IXPE is a Small Explorer, or SMEX mission, which is part of NASA's Astrophysics Explorer Program. Dr. Martin C. Weisskopf, NASA Marshall Space Flight Center, is the principal investigator for the mission. Once launched in 2021, IXPE will measure the polarization of cosmic X-rays to improve our understanding of the fundamental physics of extreme and exotic objects in the universe.
"The IXPE mission is an excellent example of a highly-integrated government and industry working together for a common goal," said Jim Oschmann, vice president and general manager of Civil Space, Ball Aerospace. "IXPE will explore, and for the first time discover, hidden details of some of the most unique objects in our universe, such as neutron stars and stellar and supermassive black holes."
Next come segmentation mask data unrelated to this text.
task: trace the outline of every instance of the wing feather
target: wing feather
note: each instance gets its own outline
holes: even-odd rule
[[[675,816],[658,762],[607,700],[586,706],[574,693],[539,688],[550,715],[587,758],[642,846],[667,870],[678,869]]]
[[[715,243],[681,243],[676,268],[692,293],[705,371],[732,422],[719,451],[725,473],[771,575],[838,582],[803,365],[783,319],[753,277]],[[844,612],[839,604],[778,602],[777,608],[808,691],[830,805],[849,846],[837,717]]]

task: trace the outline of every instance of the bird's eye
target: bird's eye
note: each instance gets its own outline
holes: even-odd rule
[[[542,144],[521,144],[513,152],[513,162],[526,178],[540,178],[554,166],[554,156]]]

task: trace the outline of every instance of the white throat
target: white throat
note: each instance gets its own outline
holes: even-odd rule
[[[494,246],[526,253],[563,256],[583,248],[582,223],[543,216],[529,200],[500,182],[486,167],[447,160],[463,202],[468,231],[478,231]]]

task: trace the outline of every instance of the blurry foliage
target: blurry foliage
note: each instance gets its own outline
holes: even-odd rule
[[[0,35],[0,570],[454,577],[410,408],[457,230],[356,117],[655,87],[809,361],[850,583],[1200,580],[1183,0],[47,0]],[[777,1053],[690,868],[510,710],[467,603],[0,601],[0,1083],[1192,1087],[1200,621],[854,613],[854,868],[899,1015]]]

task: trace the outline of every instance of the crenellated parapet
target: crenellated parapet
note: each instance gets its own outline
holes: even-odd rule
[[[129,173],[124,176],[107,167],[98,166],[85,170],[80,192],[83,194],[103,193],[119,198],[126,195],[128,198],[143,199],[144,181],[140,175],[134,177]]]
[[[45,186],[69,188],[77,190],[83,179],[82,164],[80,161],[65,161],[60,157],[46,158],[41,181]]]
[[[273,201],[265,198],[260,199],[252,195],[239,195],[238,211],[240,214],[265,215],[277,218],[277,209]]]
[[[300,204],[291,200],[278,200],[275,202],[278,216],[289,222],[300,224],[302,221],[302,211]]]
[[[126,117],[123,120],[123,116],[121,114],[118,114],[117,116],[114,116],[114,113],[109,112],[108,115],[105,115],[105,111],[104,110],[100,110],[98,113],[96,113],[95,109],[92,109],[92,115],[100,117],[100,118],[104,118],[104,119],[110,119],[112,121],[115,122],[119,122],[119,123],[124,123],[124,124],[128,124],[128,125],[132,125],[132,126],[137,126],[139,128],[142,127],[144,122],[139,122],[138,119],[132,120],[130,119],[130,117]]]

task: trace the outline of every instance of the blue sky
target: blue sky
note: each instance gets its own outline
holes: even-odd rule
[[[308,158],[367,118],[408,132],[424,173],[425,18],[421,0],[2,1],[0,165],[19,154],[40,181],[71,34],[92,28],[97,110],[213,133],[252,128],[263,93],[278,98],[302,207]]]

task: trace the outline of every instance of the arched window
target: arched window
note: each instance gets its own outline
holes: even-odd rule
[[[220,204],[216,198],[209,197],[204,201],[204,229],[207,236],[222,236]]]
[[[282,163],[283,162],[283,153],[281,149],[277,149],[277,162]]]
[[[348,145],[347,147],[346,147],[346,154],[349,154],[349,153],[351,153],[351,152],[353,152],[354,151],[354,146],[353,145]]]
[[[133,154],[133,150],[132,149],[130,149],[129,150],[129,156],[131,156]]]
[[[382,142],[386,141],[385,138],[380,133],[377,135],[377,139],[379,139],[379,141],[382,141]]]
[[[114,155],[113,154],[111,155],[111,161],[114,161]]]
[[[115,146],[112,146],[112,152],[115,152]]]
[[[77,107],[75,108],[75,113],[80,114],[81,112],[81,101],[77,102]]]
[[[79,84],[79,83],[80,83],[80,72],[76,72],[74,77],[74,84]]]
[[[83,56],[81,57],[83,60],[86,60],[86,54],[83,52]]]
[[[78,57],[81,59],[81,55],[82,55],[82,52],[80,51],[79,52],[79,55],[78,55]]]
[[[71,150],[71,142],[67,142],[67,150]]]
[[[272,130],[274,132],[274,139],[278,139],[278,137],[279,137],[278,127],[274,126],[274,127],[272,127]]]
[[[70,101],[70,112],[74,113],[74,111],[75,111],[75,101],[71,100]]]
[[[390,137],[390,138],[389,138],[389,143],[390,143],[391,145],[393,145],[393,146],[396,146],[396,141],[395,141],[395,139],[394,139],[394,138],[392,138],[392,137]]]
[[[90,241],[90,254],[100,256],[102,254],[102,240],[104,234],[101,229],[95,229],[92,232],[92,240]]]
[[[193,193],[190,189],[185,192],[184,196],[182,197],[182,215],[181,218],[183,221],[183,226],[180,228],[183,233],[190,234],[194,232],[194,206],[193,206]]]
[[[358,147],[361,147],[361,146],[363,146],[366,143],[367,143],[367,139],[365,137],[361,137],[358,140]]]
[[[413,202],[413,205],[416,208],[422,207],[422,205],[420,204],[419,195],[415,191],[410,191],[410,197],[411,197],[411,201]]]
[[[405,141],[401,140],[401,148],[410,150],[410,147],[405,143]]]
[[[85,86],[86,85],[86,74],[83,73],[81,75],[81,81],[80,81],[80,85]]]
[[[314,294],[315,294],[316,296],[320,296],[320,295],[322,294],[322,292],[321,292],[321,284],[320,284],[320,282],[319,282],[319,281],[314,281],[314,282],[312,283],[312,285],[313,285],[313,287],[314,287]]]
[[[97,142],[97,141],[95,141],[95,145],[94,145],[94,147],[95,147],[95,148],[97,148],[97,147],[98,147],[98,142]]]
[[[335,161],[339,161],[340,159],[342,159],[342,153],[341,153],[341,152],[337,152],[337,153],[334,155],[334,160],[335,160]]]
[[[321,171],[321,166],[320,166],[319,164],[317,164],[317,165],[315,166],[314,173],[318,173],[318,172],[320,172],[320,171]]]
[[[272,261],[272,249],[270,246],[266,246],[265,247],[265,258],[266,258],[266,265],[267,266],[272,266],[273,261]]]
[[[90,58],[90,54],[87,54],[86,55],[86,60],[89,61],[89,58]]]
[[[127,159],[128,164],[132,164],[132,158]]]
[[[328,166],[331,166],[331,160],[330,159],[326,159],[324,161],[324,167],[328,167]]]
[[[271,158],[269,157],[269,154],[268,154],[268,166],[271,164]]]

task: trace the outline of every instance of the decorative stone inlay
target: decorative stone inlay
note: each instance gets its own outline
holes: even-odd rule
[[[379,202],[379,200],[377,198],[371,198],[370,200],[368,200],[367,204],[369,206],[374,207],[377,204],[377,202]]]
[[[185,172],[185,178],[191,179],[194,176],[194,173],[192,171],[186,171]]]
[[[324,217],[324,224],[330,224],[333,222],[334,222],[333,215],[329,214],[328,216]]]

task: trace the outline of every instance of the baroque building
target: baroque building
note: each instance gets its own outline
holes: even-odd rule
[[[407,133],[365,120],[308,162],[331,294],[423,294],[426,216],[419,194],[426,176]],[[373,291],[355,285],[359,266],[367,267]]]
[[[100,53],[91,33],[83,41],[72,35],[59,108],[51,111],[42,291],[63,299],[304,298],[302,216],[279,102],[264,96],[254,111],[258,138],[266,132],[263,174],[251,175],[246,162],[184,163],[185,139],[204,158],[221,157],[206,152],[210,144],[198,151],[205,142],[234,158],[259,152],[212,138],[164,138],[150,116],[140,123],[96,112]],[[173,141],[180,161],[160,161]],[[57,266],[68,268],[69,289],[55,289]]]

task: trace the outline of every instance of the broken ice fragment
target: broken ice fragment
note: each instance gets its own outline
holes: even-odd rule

Ball Aerospace is responsible for providing the IXPE spacecraft, mechanical and structural elements of the payload, observatory assembly, integration and test and mission operations for IXPE. Ball Aerospace will leverage its Ball Configurable Platform (BCP) heritage, a satellite bus that has a history of exceeding mission design life. The BCP has a broad spectrum of capabilities, is highly-reliable and has proven stability and pointing performance, which are essential for astrophysics missions. For example, the versatile BCP line has flown in a variety of orbits with a wide assortment of payloads, including electro-optical payloads (Kepler photometer, Deep Impact imagers, Ozone Mapping and Profiler Suite spectrometer) with high-accuracy pointing requirements such as NASA's Kepler telescope. The IXPE mission will fly the smallest BCP model, about the size of a mini refrigerator, which is similar in size to the BCP built for the upcoming launch of NASA's Green Propellant Infusion Mission.